问题
I'm discovering possibilities of string formatting with .format( ) method in Python 3 but i raised an error that i do not understand.
So, why the following line is ok [wich let me think that "0" can be used exactly like the argument passed to format()]:
s = 'First letter of {0} is {0[0]}'.format("hello")
#gives as expected: 'First letter of hello is h'
but not this one [applying a method or a function to 0 in {0} doesn't work?]:
s = '{0} becomes {0.upper()} with .upper() method'.format("hello")
raising the following error:
AttributeError: 'str' object has no attribute 'upper()'
Why the raised error says i've used upper as an attribute and not as a method? And is there another way to do it than:
s = '{} becomes {} with .upper() method'.format("hello","hello".upper())

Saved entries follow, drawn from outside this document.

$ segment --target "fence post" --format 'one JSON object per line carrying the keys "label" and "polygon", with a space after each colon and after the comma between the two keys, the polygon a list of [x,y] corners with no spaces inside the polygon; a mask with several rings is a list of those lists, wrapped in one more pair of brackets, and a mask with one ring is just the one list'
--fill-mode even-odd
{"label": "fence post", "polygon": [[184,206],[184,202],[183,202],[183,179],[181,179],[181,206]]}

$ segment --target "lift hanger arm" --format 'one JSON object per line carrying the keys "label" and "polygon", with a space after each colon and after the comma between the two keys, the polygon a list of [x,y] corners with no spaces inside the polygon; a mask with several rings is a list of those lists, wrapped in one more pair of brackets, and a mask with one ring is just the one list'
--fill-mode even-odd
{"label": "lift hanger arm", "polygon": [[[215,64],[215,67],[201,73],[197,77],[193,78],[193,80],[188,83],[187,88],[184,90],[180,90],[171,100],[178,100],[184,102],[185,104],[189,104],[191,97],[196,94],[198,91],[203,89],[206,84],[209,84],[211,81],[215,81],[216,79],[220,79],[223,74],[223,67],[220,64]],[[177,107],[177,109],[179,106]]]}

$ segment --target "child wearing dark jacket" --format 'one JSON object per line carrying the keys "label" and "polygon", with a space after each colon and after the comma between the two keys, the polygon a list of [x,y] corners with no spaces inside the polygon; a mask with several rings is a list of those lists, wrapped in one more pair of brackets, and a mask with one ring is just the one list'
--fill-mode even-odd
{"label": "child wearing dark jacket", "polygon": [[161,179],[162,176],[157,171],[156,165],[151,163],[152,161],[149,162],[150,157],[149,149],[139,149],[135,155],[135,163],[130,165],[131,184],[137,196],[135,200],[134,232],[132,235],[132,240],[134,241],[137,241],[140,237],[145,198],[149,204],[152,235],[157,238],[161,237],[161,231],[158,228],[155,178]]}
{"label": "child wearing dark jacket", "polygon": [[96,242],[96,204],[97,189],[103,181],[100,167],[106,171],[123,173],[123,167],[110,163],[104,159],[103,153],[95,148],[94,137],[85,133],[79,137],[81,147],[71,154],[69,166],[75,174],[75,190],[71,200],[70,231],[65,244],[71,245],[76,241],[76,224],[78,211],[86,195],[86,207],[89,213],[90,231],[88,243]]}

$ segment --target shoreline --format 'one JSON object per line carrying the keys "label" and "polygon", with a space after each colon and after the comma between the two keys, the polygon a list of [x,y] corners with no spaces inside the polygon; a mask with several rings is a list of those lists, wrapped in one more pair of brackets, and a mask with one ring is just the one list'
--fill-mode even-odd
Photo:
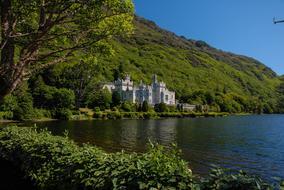
{"label": "shoreline", "polygon": [[[98,113],[95,113],[98,114]],[[102,120],[147,120],[147,119],[171,119],[171,118],[215,118],[215,117],[229,117],[229,116],[250,116],[250,115],[281,115],[281,113],[273,114],[253,114],[253,113],[226,113],[226,112],[207,112],[207,113],[195,113],[195,112],[117,112],[117,111],[106,111],[100,112],[102,116],[95,117],[81,115],[73,115],[72,119],[53,119],[53,118],[42,118],[42,119],[30,119],[30,120],[7,120],[0,119],[1,124],[19,124],[29,122],[51,122],[51,121],[102,121]],[[135,114],[135,116],[129,116],[129,114]],[[152,115],[148,115],[152,114]],[[146,117],[145,117],[146,116]]]}
{"label": "shoreline", "polygon": [[[226,113],[226,112],[117,112],[117,111],[106,111],[96,112],[93,117],[81,115],[73,115],[70,120],[61,120],[53,118],[42,118],[42,119],[31,119],[24,121],[17,120],[1,120],[0,124],[17,124],[17,123],[28,123],[28,122],[49,122],[49,121],[92,121],[92,120],[146,120],[146,119],[171,119],[171,118],[214,118],[214,117],[228,117],[228,116],[248,116],[254,115],[252,113]],[[271,115],[271,114],[261,114]]]}

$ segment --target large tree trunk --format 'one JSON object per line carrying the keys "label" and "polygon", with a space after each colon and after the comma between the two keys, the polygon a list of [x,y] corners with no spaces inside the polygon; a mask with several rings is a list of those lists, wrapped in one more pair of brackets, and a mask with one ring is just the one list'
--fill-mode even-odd
{"label": "large tree trunk", "polygon": [[3,102],[5,96],[11,94],[21,82],[21,78],[13,80],[11,83],[7,83],[0,78],[0,103]]}
{"label": "large tree trunk", "polygon": [[11,10],[11,0],[1,0],[1,62],[0,62],[0,102],[10,94],[21,82],[21,77],[15,78],[13,68],[15,44],[13,35],[14,19]]}

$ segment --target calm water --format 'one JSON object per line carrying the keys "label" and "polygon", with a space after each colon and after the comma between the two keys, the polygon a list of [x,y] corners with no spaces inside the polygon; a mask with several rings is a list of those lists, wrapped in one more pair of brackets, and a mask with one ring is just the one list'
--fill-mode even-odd
{"label": "calm water", "polygon": [[107,151],[145,151],[148,139],[176,143],[194,173],[211,164],[284,179],[284,115],[162,120],[62,121],[37,124],[54,134],[65,130],[79,143]]}

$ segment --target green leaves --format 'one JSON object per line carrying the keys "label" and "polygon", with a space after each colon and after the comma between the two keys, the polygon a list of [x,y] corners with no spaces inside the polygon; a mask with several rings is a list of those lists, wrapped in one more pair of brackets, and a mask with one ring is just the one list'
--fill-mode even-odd
{"label": "green leaves", "polygon": [[15,161],[43,189],[187,189],[192,182],[178,151],[152,144],[145,154],[107,154],[36,128],[0,131],[0,159]]}
{"label": "green leaves", "polygon": [[20,168],[40,189],[193,189],[269,190],[262,179],[243,171],[212,169],[208,178],[195,178],[173,146],[150,143],[144,154],[105,153],[90,145],[78,146],[66,137],[36,128],[0,130],[0,161]]}

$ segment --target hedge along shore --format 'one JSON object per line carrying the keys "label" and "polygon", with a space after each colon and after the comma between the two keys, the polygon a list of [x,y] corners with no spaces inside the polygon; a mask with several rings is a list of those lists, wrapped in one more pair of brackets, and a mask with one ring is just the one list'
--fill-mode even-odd
{"label": "hedge along shore", "polygon": [[222,169],[212,170],[208,179],[195,178],[174,147],[165,150],[150,144],[144,154],[106,153],[32,127],[0,130],[0,162],[18,168],[32,189],[274,188],[245,172]]}
{"label": "hedge along shore", "polygon": [[153,145],[145,154],[110,154],[35,128],[0,131],[0,158],[40,189],[188,189],[192,172],[178,154]]}
{"label": "hedge along shore", "polygon": [[159,119],[159,118],[196,118],[196,117],[224,117],[230,115],[225,112],[94,112],[94,119]]}

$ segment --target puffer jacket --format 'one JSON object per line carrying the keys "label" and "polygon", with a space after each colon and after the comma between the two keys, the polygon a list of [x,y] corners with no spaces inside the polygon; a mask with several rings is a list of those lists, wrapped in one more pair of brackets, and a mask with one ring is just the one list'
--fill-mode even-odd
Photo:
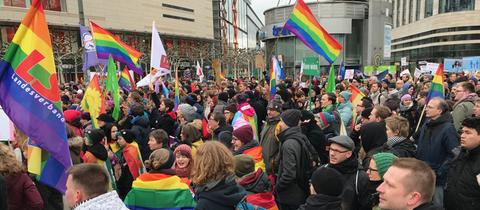
{"label": "puffer jacket", "polygon": [[455,130],[459,131],[462,127],[463,120],[472,116],[473,107],[475,106],[475,100],[477,98],[477,94],[473,93],[453,105],[452,117]]}
{"label": "puffer jacket", "polygon": [[260,146],[262,146],[262,157],[265,162],[267,174],[271,175],[278,170],[276,162],[280,142],[275,136],[275,128],[280,122],[280,116],[267,118],[262,132],[260,133]]}
{"label": "puffer jacket", "polygon": [[73,210],[128,210],[116,191],[111,191],[92,199],[86,200],[73,208]]}

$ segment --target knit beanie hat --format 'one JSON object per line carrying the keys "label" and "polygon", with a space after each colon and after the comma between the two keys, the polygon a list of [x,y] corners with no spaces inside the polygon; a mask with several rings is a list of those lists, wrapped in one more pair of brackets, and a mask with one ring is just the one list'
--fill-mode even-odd
{"label": "knit beanie hat", "polygon": [[377,165],[378,174],[383,179],[383,175],[387,172],[388,168],[392,166],[393,161],[397,159],[392,153],[381,152],[373,155],[373,160]]}
{"label": "knit beanie hat", "polygon": [[319,119],[318,121],[322,125],[322,128],[328,127],[328,125],[333,122],[333,116],[328,112],[320,112],[315,114],[315,116]]}
{"label": "knit beanie hat", "polygon": [[235,114],[235,113],[237,113],[237,105],[234,104],[234,103],[230,103],[225,107],[225,110]]}
{"label": "knit beanie hat", "polygon": [[117,140],[118,140],[118,137],[120,136],[123,139],[125,139],[125,141],[129,144],[135,140],[135,133],[132,130],[125,129],[125,130],[118,131]]}
{"label": "knit beanie hat", "polygon": [[280,101],[272,100],[268,102],[267,109],[275,110],[277,112],[282,112],[282,103],[280,103]]}
{"label": "knit beanie hat", "polygon": [[150,169],[170,169],[175,162],[173,152],[168,149],[157,149],[150,154],[150,157],[145,161],[145,165]]}
{"label": "knit beanie hat", "polygon": [[340,196],[344,183],[342,175],[337,170],[329,167],[320,167],[312,174],[313,189],[319,195]]}
{"label": "knit beanie hat", "polygon": [[313,116],[312,112],[305,109],[302,109],[300,112],[302,113],[302,116],[300,117],[302,123],[315,120],[315,116]]}
{"label": "knit beanie hat", "polygon": [[255,171],[255,160],[252,156],[240,154],[235,155],[235,175],[243,177]]}
{"label": "knit beanie hat", "polygon": [[340,92],[340,96],[345,99],[345,101],[350,101],[350,97],[352,96],[352,93],[349,91],[342,91]]}
{"label": "knit beanie hat", "polygon": [[362,111],[360,115],[362,115],[363,118],[369,118],[370,114],[372,114],[373,108],[366,108]]}
{"label": "knit beanie hat", "polygon": [[405,101],[405,100],[412,100],[412,96],[410,94],[405,94],[402,96],[402,98],[400,99],[402,102]]}
{"label": "knit beanie hat", "polygon": [[280,115],[280,119],[282,119],[288,127],[295,127],[298,126],[301,116],[302,113],[298,109],[289,109]]}
{"label": "knit beanie hat", "polygon": [[175,148],[175,151],[173,151],[173,155],[175,155],[176,157],[178,153],[187,156],[189,159],[192,159],[192,148],[190,148],[190,146],[186,144],[180,144],[177,148]]}
{"label": "knit beanie hat", "polygon": [[94,128],[86,131],[86,136],[90,143],[93,145],[99,143],[100,141],[102,141],[103,138],[105,138],[105,132],[103,132],[102,129]]}
{"label": "knit beanie hat", "polygon": [[76,119],[80,119],[81,115],[82,113],[77,110],[65,110],[63,112],[63,116],[65,117],[65,121],[67,121],[67,123],[71,123]]}
{"label": "knit beanie hat", "polygon": [[178,105],[177,112],[182,113],[183,117],[187,122],[192,122],[195,119],[195,108],[190,104],[180,104]]}
{"label": "knit beanie hat", "polygon": [[232,142],[232,132],[222,131],[218,134],[218,140],[222,142],[225,146],[230,147]]}
{"label": "knit beanie hat", "polygon": [[113,117],[110,116],[109,114],[100,114],[100,115],[97,117],[97,120],[100,120],[100,121],[103,121],[103,122],[107,122],[107,123],[113,123],[113,122],[115,122],[115,120],[113,119]]}
{"label": "knit beanie hat", "polygon": [[228,93],[227,92],[221,92],[218,94],[218,100],[220,101],[228,101]]}
{"label": "knit beanie hat", "polygon": [[240,128],[233,130],[233,136],[239,139],[243,144],[253,140],[253,130],[252,126],[244,125]]}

#gives as expected: 'hello becomes HELLO with .upper() method'
Thanks!
回答1:
String formatting uses a limited Python-like syntax. It is not treating them as actual Python expressions. Calls are not supported in this syntax, only subscription (indexing by number or by unquoted (!) name), and attribute access is supported.
See the Format String Syntax documentation, which limits the field naming part to:
field_name ::= arg_name ("." attribute_name | "[" element_index "]")*
The error you see stems from the attribute_name
value having been set to 'upper()'
, so the identifier includes the parentheses. String objects only have an attribute named upper
, and in actual Python expressions the ()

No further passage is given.